L'Empereur leur avait assigné avant tout une tâche de liquidation, de préparation. Murat traduisait bien la pensée de son beau-frère, lorsqu'il réduisait le rôle de la Consulta à préparer les États Romains à recevoir au 1er janvier 1810 la constitution de l'Empire, à préparer des matériaux, à indiquer ce qu'il y a de bien à faire et de mal à réparer, et à conduire le mieux possible les affaires jusqu'à cette époque[2]. Après avoir aboli le gouvernement des prêtres, en avoir dispersé le personnel et détruit les institutions, elle entreprendrait la liquidation de la dette publique, la dissolution des ordres religieux et la réduction du clergé séculier trop considérable, étoufferait toute tentative de résistance, de trouble et de brigandage, détacherait du gouvernement défunt la population en ralliant l'aristocratie, en convertissant la bourgeoisie, en amusant le peuple : il lui faudrait aussi tailler dans les États Romains deux départements, les organiser en arrondissements et en cantons, leur donner des fonctionnaires provisoires. La tâche ne comportait chez ceux qu'on en chargeait ni vastes pensées ni initiatives hardies : déblayer et poser les pierres d'attente.

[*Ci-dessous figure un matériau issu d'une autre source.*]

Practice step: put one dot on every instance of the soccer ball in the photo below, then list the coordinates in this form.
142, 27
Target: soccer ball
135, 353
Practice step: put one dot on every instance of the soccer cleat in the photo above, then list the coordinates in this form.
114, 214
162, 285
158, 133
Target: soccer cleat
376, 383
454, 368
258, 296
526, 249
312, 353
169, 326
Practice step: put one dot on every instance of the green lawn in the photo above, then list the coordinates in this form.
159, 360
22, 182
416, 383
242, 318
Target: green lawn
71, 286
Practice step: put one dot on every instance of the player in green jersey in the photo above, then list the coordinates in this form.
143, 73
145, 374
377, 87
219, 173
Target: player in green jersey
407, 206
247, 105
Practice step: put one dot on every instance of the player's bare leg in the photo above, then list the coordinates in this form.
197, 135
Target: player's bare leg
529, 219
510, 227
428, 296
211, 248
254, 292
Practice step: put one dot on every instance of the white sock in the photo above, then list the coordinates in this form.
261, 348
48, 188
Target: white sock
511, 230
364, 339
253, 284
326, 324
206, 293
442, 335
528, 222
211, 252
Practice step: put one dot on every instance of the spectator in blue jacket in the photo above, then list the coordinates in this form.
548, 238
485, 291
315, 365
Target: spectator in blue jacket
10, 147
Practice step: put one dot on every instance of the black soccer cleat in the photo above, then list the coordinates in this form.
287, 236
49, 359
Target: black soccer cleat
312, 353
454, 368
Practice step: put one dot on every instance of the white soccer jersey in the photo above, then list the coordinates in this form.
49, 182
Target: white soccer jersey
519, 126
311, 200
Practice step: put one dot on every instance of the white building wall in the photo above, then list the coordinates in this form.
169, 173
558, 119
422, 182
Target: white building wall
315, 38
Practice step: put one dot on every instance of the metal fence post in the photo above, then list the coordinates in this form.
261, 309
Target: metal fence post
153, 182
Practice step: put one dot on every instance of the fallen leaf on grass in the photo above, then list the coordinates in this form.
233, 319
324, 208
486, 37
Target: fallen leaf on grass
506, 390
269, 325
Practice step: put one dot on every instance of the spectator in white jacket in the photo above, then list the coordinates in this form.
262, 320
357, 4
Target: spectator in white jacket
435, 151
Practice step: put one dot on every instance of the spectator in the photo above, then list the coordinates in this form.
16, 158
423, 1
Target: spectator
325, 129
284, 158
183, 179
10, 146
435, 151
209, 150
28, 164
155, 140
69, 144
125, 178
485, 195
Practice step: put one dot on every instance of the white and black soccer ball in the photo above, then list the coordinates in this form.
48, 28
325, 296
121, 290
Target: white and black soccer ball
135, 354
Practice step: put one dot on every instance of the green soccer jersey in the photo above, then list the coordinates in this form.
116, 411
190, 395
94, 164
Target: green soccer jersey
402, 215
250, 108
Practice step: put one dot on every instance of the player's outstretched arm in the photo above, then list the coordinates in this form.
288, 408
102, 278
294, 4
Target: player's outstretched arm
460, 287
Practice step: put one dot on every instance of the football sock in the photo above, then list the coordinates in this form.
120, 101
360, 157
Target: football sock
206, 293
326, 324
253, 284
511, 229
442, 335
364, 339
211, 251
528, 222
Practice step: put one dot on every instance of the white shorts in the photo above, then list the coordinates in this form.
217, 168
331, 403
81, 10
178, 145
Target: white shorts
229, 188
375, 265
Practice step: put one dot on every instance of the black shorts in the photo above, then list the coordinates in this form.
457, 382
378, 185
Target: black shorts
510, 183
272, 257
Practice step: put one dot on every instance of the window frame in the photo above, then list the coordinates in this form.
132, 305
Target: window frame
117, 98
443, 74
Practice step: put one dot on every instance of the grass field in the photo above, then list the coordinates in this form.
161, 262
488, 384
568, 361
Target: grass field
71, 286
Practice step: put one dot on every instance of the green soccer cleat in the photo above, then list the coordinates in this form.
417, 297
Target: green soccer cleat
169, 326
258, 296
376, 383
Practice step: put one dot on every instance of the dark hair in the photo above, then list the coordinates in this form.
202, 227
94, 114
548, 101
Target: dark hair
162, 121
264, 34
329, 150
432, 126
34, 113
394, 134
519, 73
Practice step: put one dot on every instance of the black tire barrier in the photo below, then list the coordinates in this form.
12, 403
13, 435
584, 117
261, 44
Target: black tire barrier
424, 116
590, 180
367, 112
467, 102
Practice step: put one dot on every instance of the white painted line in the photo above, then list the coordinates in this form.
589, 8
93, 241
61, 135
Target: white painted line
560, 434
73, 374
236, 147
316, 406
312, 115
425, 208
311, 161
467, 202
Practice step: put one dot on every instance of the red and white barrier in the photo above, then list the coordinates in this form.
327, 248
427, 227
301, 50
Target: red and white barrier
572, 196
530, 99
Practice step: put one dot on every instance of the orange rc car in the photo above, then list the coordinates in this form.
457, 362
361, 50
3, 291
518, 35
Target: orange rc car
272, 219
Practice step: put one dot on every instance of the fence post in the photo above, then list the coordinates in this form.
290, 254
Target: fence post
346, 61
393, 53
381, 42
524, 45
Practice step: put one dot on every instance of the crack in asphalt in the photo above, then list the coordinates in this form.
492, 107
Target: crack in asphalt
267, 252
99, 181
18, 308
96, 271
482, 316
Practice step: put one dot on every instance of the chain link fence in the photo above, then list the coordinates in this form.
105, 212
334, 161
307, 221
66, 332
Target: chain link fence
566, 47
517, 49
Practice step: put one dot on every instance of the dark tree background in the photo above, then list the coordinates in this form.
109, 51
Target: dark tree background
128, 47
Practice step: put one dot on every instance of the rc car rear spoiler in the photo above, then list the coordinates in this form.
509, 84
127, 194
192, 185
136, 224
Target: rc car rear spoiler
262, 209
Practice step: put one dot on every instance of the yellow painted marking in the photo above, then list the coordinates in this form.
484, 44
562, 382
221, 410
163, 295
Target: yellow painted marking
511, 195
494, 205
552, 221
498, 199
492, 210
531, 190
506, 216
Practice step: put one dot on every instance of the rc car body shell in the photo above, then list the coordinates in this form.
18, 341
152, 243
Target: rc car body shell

Il était difficile à la Consulta de s'en tenir à cette tâche. D'une part l'éloignement de la capitale, d'où Gaudin, duc de Gaète, spécialement chargé de la correspondance avec Rome, n'envoyait ses instructions qu'après en avoir référé à l'Empereur, lui-même à Vienne jusqu'en octobre 1809, contraignait la Consulta à l'initiative plus souvent qu'on ne l'avait communément prévu ; les difficultés considérables et inattendues qu'elle allait rencontrer l'y obligeaient, d'autre part. Enfin le peuple romain lui-même l'y amenait par la conception même qu'il se faisait des pouvoirs, du caractère, du rôle de son gouvernement provisoire[3].

Pour le peuple Romain ces cinq modestes fonctionnaires ne sont point des liquidateurs, des préparateurs, des précurseurs tels que les veut l'Empereur. Ils sont purement et simplement les représentants de César, les gouvernants : On voit la Consulta investie de tout votre pouvoir, écrira Murat à l'Empereur le 16 novembre 1809, on lui suppose la faculté de détruire tous les abus, de tout améliorer et quand cependant on ne voit aucun résultat, elle perd la considération aux yeux de ses administrés[4]. Un peuple ne se résigne pas longtemps à ne voir à sa tête qu'un comité de démolition.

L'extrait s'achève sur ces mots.